By JOHN L. ALLEN JR.
NCR Staff

Though it has distant historical roots in 16th century Christian humanism, and more immediately in Vatican II, properly speaking liberation theology stems from the 1968 assembly of the Latin American bishops in Medellín, Colombia. That session endorsed a “preferential option for the poor” on behalf of the Catholic church in Latin America. The movement took its name from Gustavo Gutiérrez’s 1971 book, A Theology of Liberation.

Today it is common to speak of a variety of “liberation theologies.” In his 1995 book Liberation Theologies, Jesuit Fr. Alfred Hennelly distinguishes nine: Latin American, North American feminist, black, Hispanic, African, Asian, First World, ecotheology and even a liberation theology of world religions. The focus in this article is on the Latin American form that emerged in the 1970s and 1980s.

Four ideas have been central to the movement:

  • The preferential option for the poor. For the liberation theologians, this means that the church must align itself with poor people as they demand justice. Such insistence has led to charges that liberation theology advocates class struggle. The liberationists, however, say that they did not invent the division of society into a wealthy elite and an impoverished majority. The church helped create this social order: Catholic missionaries served as evangelizers for the European conquerors, and church leaders sided with the elites for 400 years. The point, say the liberationists, is not to involve the church in class struggle, which is a given of the Latin American situation. Their goal is to shift the church’s loyalties.
  • Institutional violence. Liberationists see a hidden violence in social arrangements that create hunger and poverty. Thus when critics accused theologians of advocating revolutionary violence (which most did not), they often responded: “But the church has always tolerated violence.” They meant that by endorsing the status quo, church leaders were acquiescing in a system that did violence to millions of people.
  • Structural sin. Liberation theologians argued that there is a social dimension that is more than the sum of individual acts.
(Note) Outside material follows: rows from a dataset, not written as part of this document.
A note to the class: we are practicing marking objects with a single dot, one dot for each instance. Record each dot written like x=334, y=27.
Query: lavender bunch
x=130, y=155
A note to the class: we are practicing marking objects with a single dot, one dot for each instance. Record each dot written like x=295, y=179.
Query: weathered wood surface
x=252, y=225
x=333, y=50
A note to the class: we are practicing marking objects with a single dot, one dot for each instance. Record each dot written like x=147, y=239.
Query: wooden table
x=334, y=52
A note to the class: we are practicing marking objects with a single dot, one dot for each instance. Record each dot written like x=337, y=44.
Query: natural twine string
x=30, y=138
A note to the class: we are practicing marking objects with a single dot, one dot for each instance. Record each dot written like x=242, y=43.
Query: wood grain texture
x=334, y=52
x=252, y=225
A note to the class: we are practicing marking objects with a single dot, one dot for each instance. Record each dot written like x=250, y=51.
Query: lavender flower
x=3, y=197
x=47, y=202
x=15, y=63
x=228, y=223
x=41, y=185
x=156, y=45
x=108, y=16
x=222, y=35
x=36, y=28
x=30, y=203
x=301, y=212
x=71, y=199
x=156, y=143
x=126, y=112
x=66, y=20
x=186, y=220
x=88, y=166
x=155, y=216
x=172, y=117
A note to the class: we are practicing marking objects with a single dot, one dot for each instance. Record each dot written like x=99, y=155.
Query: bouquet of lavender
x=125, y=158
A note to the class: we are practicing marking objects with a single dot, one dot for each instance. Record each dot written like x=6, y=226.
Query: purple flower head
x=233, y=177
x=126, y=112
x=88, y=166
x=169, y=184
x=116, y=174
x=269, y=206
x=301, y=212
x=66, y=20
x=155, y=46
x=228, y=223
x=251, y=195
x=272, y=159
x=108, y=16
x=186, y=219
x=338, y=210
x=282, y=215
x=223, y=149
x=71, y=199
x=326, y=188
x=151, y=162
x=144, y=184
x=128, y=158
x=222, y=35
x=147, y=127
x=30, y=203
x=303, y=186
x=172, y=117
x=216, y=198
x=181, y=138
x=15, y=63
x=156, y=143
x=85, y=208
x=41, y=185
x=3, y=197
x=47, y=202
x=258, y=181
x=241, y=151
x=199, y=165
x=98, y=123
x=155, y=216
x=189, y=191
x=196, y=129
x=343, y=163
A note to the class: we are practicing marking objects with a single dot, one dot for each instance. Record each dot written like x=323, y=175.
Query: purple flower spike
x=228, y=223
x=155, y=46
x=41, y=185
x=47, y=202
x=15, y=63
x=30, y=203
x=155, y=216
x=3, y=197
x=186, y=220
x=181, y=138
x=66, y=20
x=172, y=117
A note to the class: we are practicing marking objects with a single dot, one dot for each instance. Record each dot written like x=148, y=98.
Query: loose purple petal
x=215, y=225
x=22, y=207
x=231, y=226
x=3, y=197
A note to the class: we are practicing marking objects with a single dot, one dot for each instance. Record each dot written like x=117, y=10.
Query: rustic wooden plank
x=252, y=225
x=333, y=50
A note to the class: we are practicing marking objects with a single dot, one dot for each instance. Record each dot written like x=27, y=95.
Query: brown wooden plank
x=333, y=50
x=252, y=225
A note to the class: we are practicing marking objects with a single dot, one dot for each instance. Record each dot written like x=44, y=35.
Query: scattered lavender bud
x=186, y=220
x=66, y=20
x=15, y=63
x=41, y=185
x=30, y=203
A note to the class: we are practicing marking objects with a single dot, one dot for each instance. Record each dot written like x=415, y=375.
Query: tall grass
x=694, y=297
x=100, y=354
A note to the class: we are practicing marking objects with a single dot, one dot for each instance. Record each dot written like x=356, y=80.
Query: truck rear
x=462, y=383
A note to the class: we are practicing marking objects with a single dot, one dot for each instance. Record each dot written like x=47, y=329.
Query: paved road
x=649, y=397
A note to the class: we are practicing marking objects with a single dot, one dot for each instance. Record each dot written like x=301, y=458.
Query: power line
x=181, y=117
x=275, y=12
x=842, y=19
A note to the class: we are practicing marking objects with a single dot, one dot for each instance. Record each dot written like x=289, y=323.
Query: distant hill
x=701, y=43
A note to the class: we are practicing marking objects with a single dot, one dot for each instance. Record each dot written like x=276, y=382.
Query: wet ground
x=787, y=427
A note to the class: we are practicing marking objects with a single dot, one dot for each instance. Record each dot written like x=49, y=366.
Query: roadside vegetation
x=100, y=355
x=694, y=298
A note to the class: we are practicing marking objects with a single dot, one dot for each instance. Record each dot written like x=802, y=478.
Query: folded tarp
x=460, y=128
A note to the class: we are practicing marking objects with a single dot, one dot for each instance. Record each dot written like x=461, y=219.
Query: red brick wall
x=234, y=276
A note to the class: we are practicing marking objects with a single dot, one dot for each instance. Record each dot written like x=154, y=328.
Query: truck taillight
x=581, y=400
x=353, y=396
Examples frequently cited include neocolonialism and the feudal nature of the relationship between the Latin American oligarchy and the peasants. By extension, the redemption from sin won by Christ must be more than the redemption of individual souls. It must redeem, transform the social realities of human life.
  • Orthopraxis. This term was coined by the liberation theologians as a counterpoint to insistence on orthodoxy, meaning correct belief. Liberation theologians argue that what is most fundamental is correct action -- that is, effort leading to human liberation. Most liberation theologians say the accent on orthopraxis is a matter of balance. They wanted to remedy a centuries-long Christian inclination to overemphasize belief at the expense of action.

Liberation theology places a premium on social analysis. To remedy injustice, they believe, one must first understand the social mechanisms that produce it. To do this, many liberation theologians were drawn to Marxism. Critics found this alarming, insisting that one cannot distinguish between Marxist “science” and its ideological underpinnings -- atheism, materialism and totalitarianism.

Finally, liberationists stress the pastoral dimensions of their work. In Latin America, liberation theology came to be identified with the base communities, tens of thousands of small groups of Christians, usually 10-30 people, who come together for scripture study and reflection leading to action.

The base communities were at the roots of much of the Vatican alarm about liberation theology. Since they existed independent of clerical oversight, they seemed to represent a model of “church from below”; and indeed they were sometimes presented this way by some of their more enthusiastic advocates. Mainstream liberation theologians have repeated, however, that there is nothing necessarily adversarial about the base communities.